Jinja City leaders have tasked the former head teacher of Jinja Senior Secondary School to explain how the institution incurred a Shs965m debt, which is affecting operations.
The debt is said to have accumulated during the tenure of Ms Diana Nyago, who retired last year to join elective politics.
Some of the debts are captured in the August 8, 2020 Auditor General’s report.
The findings indicate that the Board of Governors resolved that the school acquires a Shs500m loan from Bank of Africa to offset a credit balance of Shs300m at Equity Bank and use Shs200m to renovate the school.
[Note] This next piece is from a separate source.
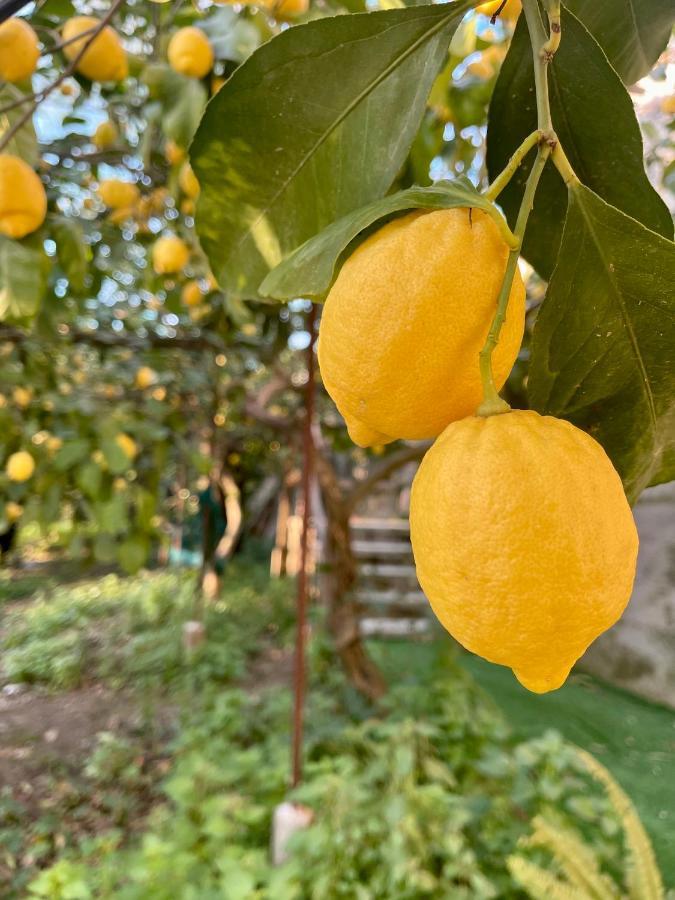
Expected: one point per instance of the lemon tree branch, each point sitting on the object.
(36, 99)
The report, however, indicates that the balance was not spent in line with the Board resolution, stipulating that after offsetting the Equity Bank loan, the rest be spent on completing some of the school projects.
Instead, the accountability in Ms Nyago’s handover report indicates that the funds were spent on ‘advance’ before accessing the loan.
Mr Moses Bizitu, the Jinja City speaker, said Ms Nyago must be held accountable.
“This is a public institution and the debts are not genuine; we have to pursue her because the money has no accountability and has to be refunded,’’ he said.
Mr Bizitu tasked Ms Nyango to explain why she mortgaged the school property and acquired loans before the money was recovered.
The audit report indicates that an overdraft of Shs100m was obtained from Centenary Bank account (Board of Governor’s account) without evidence of its approval from the board or Secretary to the Treasury.
The report also shows that an overdraft of Shs30m was obtained from Centenary Bank (Hostel account).
It is alleged that Ms Nyago mortgaged the land title of the head teacher’s house out of which Shs21.1m was spent on salaries after deducting bank charges, but also without the Board’s approval neither by the Secretary to the Treasury.
Mr Meddie Mbetyo, the chairperson committee of education and social services at the district council, said the law doesn’t allow head teachers to acquire loans without the consent of the Board of Governors or Permanent Secretary Ministry of Education.
“If the former head teacher acquired the loans through right procedure, the school will pay, but if she got the loans without the approval of Board or Permanent Secretary, she is liable,’’ he said.
However, Ms Nyago said she acquired the loans through the right procedures.
“To get a loan, you first get a Board of Governors’ resolution, then write to the Permanent Secretary Ministry of Education with the purpose for which the loan is being sought, then to the Permanent Secretary Ministry of Finance; so, I can’t forge all those signatures,’’ she said.
Ms Nyago instead urged the public to appreciate the contribution she made, including leaving six new buildings at the school.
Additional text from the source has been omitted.